The traditional indicator to measure the super-resolution is Psnr and Ssim, both of which have nothing to do with human visual quality [55,56,57,58,59]. Psnr and Ssim only rely on low-level differences between pixels, and act on the multiplication of Gaussian noises, which may be ineffective for super-resolution. In addition, the Psnr is equal to the pixel difference, so the model training process measured by PSNR is to minimize the loss per pixel. Therefore, we emphasize that the goal of these experiments is not to achieve advanced Psnr and SSIM results, but to demonstrate qualitative differences in quality (pixel loss function vs perceptual loss)
Model Details: We train the model to complete x4 and X8 super-resolution reconstruction, by minimizing the loss of feature (Vgg16 at the relu2_2 level), using 288x288 small blocks (10,000 Mscoco training sets) to prepare low-resolution inputs, The double cubic interpolation is used for sampling with Gaussian kernel fuzzy (σ=1.0). We trained bacth-size=4, trained 200,000 times, Adam, learning rate 0.001, no right to heavy decay, no dropout. As a subsequent processing step, we perform a histogram matching of network output and low-resolution input.
Foundation: The basic model we use SRCNN for its excellent performance, SRCNN is a three-layer convolution network, the loss function is pixel by point, used in the ILSVRC2013 data set of the 33x33 picture. SRCNN did not train to X8 times, so we can only evaluate the X4 difference.
SRCNN has trained more than 100 million iterations, which is not possible on our model. Taking into account the differences between the two (SRCNN and our models), the differences in data, training, and structure. We train the Picture Transformation Network x4,x8 uses the loss function of pixel to difference, these networks use the same data, structure, training network to reduce lfeat evaluation: We evaluate the model, in the standard set 5, set 6,bsd100[41 the dataset, The Psnr and ssim We report are calculated only on the Y channel (when converted to YCbCr color space), just like [1,39].
results: We showed the results of X4-doubling super-resolution reconstruction (Figure 8), compared to other methods, our models are trained with feature reconstruction, and get good results, especially at the edge of the sharp edges and the details, such as the eye lashes of fig. 1, and the detail elements of fig. 2. The loss of feature reconstruction causes a slight cross shading pattern to be magnified and is better than the basic method.

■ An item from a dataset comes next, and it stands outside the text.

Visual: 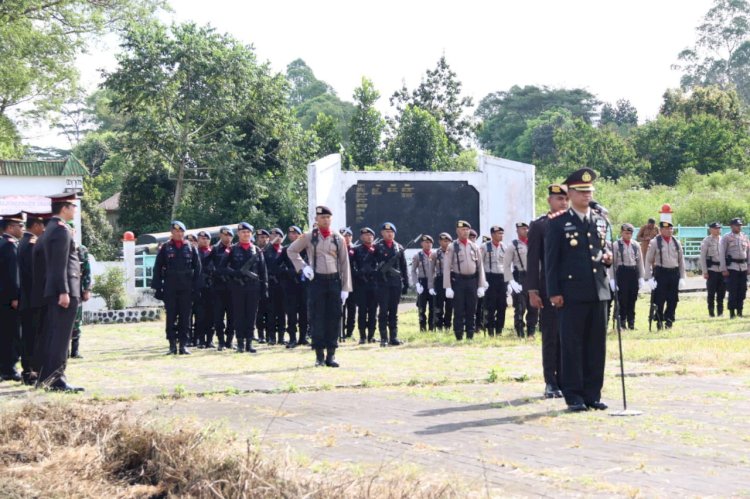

x8 magnification shown in Figure 9, we once again see our model in the edge and the details of excellence. Like the foot of that horse. The Lfeat model does not have an undifferentiated sharpening edge; Compared to the Lpixel model, the Lfeat model sharpens the edges of horses and knights, but the trees in Beijing are not sharpened. It may be that the Lfeat model focuses more on the semantic information of the image.
Because our Lpixel and lfeat models have the same structure, data, and training process, all the differences are due to the difference between Lpixel and lfeat. Lpixel gives a lower visual effect, a higher Psnr value, and Lfeat has a better performance in the details of the reconstruction, with good visual results.
In this article, we combine the benefits of Feedforward networks and methods based on optimization to train feedforward networks by using perceptual loss functions. We have achieved good performance and speed by applying this method to style conversion. This method is applied to the super-resolution reconstruction, which proves that training with perceptual loss can bring more good details and edges.
In future work, we expect to use the perceptual loss function in more other image conversion tasks, such as coloring or semantic detection. We also intend to study the data sets of different loss networks for different tasks, or more different semantic information.